Now I am out of the hospital, adjusting to life without suicidal thoughts, and have had 13 treatments. My mood is holding steady between treatments and suicidal thoughts are drastically reduced. I can’t say I’m feeling as good as I had been after the last course of ECT. But I did just go from ECT 3x/week to ECT 2x/week. I’m staying the course by keeping up treatments even though I don’t really want to do ECT. Something about it just weirds me out. But I really want the experience of feeling good for an extended period of time, and ECT seems to be the main treatment that leads there.
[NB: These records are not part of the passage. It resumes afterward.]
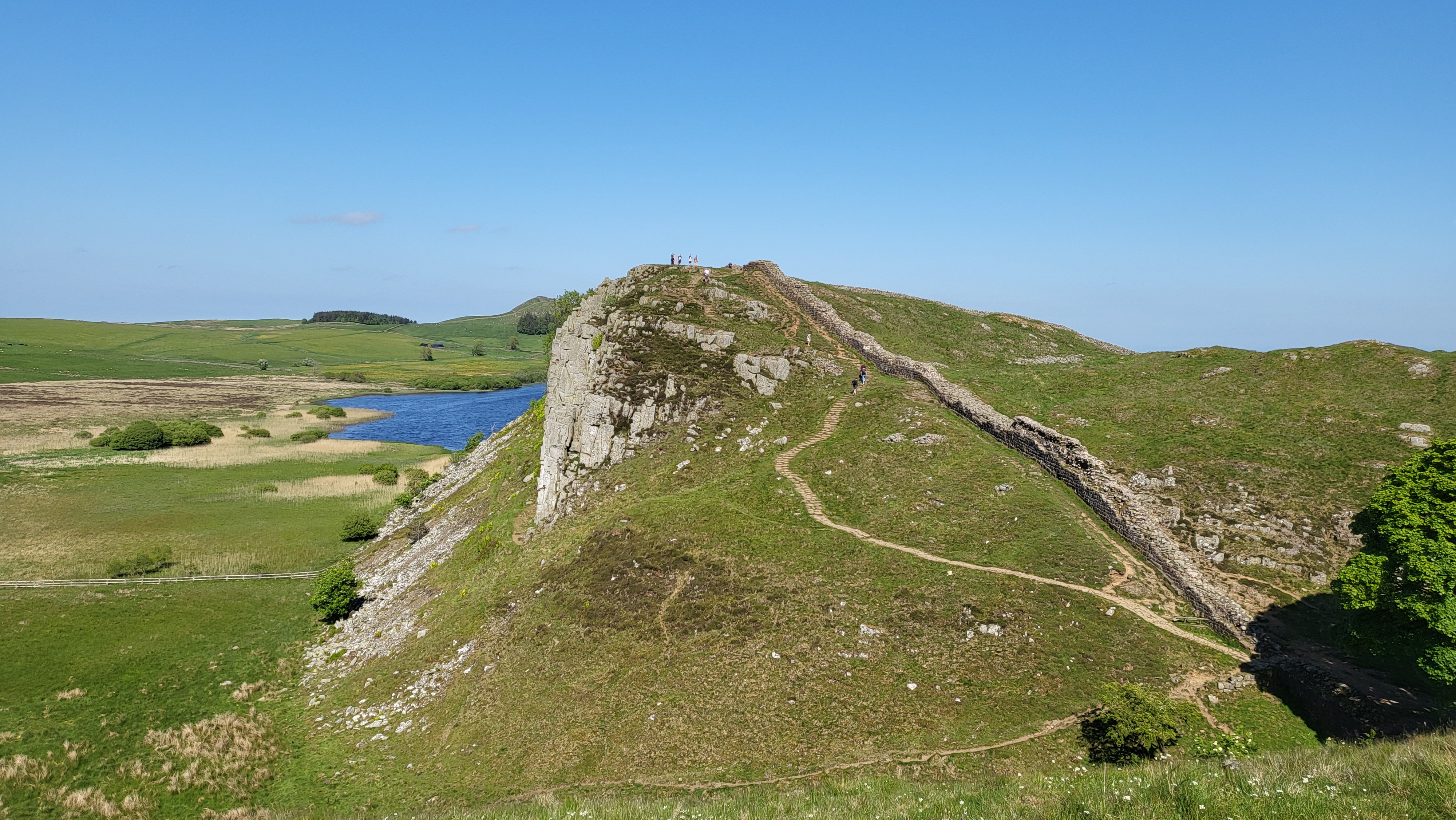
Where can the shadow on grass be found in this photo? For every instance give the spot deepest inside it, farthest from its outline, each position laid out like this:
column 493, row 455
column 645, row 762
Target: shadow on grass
column 1313, row 656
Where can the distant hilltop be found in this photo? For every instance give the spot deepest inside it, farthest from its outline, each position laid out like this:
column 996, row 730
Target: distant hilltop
column 359, row 317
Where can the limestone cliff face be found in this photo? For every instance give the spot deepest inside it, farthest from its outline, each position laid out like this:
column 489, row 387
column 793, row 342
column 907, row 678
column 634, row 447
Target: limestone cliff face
column 602, row 403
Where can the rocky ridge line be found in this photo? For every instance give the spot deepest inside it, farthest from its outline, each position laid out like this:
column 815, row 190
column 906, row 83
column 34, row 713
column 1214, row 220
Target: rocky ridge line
column 1064, row 457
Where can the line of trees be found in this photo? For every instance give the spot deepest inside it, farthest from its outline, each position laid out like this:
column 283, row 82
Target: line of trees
column 359, row 317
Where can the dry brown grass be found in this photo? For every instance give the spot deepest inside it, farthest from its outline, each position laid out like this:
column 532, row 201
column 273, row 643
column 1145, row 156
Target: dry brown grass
column 225, row 752
column 21, row 770
column 111, row 401
column 241, row 813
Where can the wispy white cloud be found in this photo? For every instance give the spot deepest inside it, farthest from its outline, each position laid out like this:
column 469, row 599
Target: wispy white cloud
column 352, row 218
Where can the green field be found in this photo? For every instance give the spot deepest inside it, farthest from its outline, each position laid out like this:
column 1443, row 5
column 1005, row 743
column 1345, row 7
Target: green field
column 691, row 624
column 36, row 350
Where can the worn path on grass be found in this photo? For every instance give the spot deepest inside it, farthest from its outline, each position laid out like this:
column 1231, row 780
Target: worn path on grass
column 816, row 510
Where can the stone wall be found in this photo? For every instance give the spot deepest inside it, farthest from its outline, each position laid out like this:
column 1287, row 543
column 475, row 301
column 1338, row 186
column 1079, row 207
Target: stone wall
column 1059, row 455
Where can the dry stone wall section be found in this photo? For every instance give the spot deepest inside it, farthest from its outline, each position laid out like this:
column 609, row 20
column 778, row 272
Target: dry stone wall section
column 1064, row 457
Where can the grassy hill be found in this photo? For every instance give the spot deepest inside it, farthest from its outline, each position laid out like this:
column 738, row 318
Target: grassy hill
column 803, row 602
column 36, row 350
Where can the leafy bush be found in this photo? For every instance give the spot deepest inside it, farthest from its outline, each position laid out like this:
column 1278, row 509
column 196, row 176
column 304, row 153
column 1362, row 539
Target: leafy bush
column 143, row 563
column 537, row 324
column 1132, row 723
column 190, row 433
column 359, row 527
column 336, row 592
column 139, row 436
column 1401, row 588
column 1224, row 746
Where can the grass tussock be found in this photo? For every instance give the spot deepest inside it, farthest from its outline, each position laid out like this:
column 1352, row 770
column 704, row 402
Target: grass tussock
column 23, row 770
column 225, row 752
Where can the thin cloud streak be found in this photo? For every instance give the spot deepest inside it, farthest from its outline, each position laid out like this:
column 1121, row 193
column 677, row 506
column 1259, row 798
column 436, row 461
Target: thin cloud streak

I continue talking with my therapist over the phone on Fridays. And my mom is my companion for ECT, driving into the city and then keeping watch over me as I recover. I’m able to reach out to these thick branches of my support system, as well as some smaller limbs too, as I try to feel not alone. I wish I felt good and strong and happy again, but at this point I at least have hope that it will happen again as ECT continues.